A salty tomato salad
Hello? Rice is national power. Busan's specialty, Daejeo Tomato, has become a tomato as it is collectively called Jjapjal by growers in Daejeo area in Busan because it has a salty, sour, and sweet taste Today, I will make tomato salad using salty tomatoes.
2 serving
Within 15 minutes
밥심은국력
Ingredients
  • Tomato
    2ea
  • salad vegetables
    100g
  • Lactobacilli
    1pack
  • Mayonnaise
    4TS
  • lemon juice
    2TS
  • Sugar
    2ts
  • Whole Grain Mustard
    2ts
Cooking Steps
STEP 1/6
Then I'll make a salty tomato salad from now. Wash the tomatoes well. I like the chewy texture more than regular tomatoes.
STEP 2/6
Prepare a assorted salad: lettuce, yellow paprika, red paprika, young leaf vegetables, mustard leaves, etc.

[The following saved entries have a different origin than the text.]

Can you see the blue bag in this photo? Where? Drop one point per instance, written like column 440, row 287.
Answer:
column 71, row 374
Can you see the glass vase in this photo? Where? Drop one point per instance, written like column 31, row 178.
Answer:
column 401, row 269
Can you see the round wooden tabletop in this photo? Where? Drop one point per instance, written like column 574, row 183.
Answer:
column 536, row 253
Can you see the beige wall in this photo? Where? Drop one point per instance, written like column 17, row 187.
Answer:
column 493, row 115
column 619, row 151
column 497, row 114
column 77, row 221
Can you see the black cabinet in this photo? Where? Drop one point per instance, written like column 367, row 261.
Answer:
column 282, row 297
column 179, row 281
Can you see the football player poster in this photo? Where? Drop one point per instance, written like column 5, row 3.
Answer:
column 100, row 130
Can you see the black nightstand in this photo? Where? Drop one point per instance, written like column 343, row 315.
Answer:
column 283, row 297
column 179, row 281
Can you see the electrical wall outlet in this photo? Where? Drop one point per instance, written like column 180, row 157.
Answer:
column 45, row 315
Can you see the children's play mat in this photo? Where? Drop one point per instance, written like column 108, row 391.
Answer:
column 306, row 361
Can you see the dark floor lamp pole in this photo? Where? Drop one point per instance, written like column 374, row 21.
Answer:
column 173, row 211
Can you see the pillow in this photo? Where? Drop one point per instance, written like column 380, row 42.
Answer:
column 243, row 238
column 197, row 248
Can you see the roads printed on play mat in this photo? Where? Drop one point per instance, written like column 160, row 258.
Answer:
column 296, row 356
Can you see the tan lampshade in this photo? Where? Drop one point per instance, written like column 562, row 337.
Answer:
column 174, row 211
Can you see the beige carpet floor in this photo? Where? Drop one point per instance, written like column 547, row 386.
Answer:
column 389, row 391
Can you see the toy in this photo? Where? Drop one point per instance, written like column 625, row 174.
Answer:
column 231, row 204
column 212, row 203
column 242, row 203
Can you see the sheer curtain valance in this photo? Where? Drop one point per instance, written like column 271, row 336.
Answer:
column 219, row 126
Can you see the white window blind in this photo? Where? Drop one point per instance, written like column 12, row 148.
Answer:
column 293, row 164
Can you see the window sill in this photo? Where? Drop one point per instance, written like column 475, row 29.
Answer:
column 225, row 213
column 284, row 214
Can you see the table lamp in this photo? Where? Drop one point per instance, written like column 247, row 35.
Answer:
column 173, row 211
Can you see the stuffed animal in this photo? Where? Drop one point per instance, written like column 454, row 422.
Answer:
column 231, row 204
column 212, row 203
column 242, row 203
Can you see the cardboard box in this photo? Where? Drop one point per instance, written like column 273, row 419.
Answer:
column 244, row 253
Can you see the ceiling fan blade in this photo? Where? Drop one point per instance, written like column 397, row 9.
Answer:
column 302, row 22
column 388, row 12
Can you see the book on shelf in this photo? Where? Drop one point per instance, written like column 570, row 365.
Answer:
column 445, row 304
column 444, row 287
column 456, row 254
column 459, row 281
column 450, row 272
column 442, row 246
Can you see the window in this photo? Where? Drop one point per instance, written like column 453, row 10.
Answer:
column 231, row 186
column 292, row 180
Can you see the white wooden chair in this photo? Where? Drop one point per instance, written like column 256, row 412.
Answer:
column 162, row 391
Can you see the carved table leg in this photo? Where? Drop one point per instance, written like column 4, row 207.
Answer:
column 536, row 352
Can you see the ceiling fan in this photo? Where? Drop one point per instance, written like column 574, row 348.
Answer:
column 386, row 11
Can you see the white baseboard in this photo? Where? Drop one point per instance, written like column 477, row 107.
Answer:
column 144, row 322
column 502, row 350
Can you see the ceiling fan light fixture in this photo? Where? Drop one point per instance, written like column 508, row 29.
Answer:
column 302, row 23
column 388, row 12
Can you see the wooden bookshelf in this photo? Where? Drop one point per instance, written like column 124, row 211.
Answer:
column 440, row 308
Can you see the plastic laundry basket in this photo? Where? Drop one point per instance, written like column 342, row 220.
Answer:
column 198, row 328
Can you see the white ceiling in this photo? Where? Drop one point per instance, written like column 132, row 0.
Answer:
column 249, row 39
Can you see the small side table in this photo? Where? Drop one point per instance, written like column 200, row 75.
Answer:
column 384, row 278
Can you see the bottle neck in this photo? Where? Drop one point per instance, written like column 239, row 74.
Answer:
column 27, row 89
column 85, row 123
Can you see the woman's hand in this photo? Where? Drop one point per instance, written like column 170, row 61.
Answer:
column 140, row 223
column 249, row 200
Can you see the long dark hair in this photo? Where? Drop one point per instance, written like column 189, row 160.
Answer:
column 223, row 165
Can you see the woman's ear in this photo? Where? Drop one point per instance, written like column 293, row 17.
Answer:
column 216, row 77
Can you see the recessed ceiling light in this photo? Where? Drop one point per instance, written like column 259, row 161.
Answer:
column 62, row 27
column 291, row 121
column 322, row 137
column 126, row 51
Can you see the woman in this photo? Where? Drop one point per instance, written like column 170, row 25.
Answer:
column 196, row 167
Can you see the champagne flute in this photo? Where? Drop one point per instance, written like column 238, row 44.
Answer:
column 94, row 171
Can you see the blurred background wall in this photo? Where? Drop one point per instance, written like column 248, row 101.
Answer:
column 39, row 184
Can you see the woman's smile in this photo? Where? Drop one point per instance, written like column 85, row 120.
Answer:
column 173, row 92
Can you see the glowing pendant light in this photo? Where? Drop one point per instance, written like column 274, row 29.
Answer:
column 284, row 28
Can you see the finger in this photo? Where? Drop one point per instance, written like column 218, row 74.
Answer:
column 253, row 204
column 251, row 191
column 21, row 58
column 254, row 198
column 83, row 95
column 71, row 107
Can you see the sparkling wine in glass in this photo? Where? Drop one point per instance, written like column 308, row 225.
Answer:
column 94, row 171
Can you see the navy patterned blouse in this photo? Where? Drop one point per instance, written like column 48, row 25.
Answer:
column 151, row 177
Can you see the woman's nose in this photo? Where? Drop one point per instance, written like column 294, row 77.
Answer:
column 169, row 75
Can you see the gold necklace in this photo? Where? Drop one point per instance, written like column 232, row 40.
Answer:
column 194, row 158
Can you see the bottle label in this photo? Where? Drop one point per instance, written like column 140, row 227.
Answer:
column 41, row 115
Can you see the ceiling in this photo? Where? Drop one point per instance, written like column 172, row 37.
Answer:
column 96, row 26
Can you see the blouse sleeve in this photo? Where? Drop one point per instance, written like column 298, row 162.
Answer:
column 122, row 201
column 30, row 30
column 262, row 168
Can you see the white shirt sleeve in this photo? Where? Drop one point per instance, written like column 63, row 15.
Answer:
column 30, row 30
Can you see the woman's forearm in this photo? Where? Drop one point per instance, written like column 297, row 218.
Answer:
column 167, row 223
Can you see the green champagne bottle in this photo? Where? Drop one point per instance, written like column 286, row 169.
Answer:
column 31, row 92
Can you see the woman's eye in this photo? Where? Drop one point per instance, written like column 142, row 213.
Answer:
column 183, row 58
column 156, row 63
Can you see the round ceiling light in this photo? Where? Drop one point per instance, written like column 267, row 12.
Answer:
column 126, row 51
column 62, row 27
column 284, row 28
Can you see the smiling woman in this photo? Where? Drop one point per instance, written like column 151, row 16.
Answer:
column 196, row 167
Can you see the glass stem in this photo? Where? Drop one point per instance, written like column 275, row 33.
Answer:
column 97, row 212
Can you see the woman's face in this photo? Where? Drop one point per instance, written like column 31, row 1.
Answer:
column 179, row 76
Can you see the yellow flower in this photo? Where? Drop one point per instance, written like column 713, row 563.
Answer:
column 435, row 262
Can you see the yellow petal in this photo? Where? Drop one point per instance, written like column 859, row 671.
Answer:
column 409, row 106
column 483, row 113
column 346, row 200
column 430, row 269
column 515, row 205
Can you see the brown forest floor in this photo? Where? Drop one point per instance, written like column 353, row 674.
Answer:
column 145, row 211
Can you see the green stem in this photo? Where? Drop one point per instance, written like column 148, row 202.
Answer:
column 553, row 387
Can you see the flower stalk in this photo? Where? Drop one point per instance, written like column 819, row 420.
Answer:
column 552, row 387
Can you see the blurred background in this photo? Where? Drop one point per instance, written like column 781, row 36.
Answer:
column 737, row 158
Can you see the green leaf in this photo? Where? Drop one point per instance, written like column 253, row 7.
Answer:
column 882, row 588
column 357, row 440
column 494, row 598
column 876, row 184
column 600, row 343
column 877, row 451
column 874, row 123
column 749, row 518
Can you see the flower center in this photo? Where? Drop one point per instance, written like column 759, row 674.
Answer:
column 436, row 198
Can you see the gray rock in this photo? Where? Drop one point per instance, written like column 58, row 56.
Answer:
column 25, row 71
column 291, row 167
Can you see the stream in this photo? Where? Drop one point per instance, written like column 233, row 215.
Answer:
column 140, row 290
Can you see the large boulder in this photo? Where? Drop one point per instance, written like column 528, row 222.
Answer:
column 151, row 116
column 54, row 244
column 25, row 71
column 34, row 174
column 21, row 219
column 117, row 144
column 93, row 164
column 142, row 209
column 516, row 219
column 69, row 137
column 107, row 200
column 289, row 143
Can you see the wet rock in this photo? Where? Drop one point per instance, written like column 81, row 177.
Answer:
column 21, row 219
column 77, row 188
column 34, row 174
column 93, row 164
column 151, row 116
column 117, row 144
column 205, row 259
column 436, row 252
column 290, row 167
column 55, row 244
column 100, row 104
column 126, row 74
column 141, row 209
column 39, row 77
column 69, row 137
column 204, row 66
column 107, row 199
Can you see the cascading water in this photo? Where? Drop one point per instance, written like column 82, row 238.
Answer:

Tear lettuce by hand and shred paprika. Tear the mustard leaves with your hands, too.
STEP 3/6
Soak in cold water for about 5 minutes, wash twice, and drain. At this time, the leaves are too light, so it's good to take them out with a sieve.
STEP 4/6
Cut one tomato into eight pieces and the other into four pieces. The tomato is small, so I divided it into two parts to make it look voluminous
STEP 5/6
For the dressing, mix 4 tablespoons of mayonnaise, 2 tablespoons of lemon juice, 2 tablespoons of sugar, 2 tablespoons of Whole Grain mustard, etc. You can buy Whole Grain Mustard at the supermarket.
STEP 6/6
Set the assorted salad in the middle on the plate and cover it with tomato sauce. The probiotic lactobacillus will not be mixed in the dressing, but will be sprayed on completion.
I left it at room temperature for a day, and the weather is warm these days, so there are more red tomatoes. It's good to ripen it for 2 to 3 days. Eat the red tomatoes first. Daejeo tomatoes are best eaten raw. If it's overcooked, it will reduce the sugar content, so eat it before it's overcooked.